In [1]:
import pandas as pd
import numpy as np

from gensim.models import KeyedVectors
import pickle

from library import w2v_modeling as wm, utils_wt as uwt

In [2]:
wm.build_w2v_model()

Start building Word2Vec models...
The length of the english to indonesia training dictionary is 5000
The length of the english to indonesia test dictionary is 1500
Models have been built and stored into model directory!


In [2]:
en_embeddings_subset = pickle.load(open("model/en_embeddings.p", "rb"))
id_embeddings_subset = pickle.load(open("model/id_embeddings.p", "rb"))

In [3]:
en_id_train = uwt.get_dict_en_id('RAW/train_test/en-id.train.txt')
print('The length of the English to Indonesian training dictionary is', len(en_id_train))
en_id_test = uwt.get_dict_en_id('RAW/train_test/en-id.test.txt')
print('The length of the English to Indonesian test dictionary is', len(en_id_train))
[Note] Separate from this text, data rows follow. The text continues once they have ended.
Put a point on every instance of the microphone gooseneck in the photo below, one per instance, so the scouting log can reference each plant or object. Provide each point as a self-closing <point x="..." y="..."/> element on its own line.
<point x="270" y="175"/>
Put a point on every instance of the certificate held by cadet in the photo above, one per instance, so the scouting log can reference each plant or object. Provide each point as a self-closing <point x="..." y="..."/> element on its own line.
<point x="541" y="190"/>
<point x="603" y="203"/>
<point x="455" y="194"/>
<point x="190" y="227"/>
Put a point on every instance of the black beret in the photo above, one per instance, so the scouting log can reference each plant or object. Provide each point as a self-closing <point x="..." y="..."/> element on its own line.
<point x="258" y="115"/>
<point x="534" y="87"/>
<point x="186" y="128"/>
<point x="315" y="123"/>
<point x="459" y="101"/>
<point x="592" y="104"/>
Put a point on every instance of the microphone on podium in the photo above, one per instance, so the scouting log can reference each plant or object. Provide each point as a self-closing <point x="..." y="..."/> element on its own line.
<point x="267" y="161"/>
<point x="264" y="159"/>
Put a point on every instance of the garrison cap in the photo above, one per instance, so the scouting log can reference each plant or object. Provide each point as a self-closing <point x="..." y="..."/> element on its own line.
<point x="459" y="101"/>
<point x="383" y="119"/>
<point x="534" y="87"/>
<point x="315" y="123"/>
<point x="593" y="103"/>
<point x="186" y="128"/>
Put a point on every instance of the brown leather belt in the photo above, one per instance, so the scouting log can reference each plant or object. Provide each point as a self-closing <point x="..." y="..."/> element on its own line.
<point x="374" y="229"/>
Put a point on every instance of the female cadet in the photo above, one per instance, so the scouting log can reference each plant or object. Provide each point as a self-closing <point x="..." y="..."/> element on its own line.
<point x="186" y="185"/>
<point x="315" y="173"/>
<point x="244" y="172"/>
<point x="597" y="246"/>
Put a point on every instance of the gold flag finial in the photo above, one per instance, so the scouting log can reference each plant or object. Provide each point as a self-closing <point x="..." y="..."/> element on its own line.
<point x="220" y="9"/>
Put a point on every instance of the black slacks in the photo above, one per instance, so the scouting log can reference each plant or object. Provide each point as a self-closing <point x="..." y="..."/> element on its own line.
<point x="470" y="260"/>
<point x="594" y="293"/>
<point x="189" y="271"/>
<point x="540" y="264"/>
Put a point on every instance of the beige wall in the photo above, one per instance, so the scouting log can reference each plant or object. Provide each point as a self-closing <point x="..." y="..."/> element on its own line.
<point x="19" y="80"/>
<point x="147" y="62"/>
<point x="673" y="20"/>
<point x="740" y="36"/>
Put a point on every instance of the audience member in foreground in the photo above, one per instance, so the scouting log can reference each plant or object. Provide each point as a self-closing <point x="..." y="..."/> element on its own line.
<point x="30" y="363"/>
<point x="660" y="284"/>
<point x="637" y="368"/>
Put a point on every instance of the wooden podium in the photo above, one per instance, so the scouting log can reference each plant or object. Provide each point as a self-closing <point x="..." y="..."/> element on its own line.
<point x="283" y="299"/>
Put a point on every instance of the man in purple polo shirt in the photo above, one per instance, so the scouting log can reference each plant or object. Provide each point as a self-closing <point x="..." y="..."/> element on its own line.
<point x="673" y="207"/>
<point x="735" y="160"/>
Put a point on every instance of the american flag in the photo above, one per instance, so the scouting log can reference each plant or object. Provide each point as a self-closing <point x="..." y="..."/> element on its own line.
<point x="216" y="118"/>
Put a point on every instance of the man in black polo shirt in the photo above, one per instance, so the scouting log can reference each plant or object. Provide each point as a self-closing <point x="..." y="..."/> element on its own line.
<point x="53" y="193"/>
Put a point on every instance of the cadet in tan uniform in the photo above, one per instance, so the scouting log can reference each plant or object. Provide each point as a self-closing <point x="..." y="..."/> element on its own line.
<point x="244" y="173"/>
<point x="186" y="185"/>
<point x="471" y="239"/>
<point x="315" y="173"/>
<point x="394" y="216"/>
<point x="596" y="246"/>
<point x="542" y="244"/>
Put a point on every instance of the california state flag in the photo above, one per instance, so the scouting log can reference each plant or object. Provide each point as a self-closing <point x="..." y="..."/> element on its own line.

The length of the English to Indonesian training dictionary is 5000
The length of the English to Indonesian test dictionary is 5000


In [4]:
X_train, Y_train = uwt.get_matrices(en_id_train, id_embeddings_subset, en_embeddings_subset)

In [5]:
R_train = uwt.align_embeddings(X_train, Y_train, train_steps=400, learning_rate=0.95)

loss at iteration 0 is: 989.8128
loss at iteration 25 is: 87.0141
loss at iteration 50 is: 30.7166
loss at iteration 75 is: 19.0784
loss at iteration 100 is: 15.7499
loss at iteration 125 is: 14.5854
loss at iteration 150 is: 14.1179
loss at iteration 175 is: 13.9113
loss at iteration 200 is: 13.8134
loss at iteration 225 is: 13.7644
loss at iteration 250 is: 13.7387
loss at iteration 275 is: 13.7249
loss at iteration 300 is: 13.7171
loss at iteration 325 is: 13.7126
loss at iteration 350 is: 13.7100
loss at iteration 375 is: 13.7084


In [6]:
X_test, Y_test = uwt.get_matrices(en_id_test, id_embeddings_subset, en_embeddings_subset)

---
# MODEL ACCURACY

$$\text{accuracy}=\frac{\#(\text{correct predictions})}{\#(\text{total predictions})}$$

In [7]:
acc = uwt.test_vocabulary(X_test, Y_test, R_train)
print("accuracy on test set is {:.3f}%".format(acc*100))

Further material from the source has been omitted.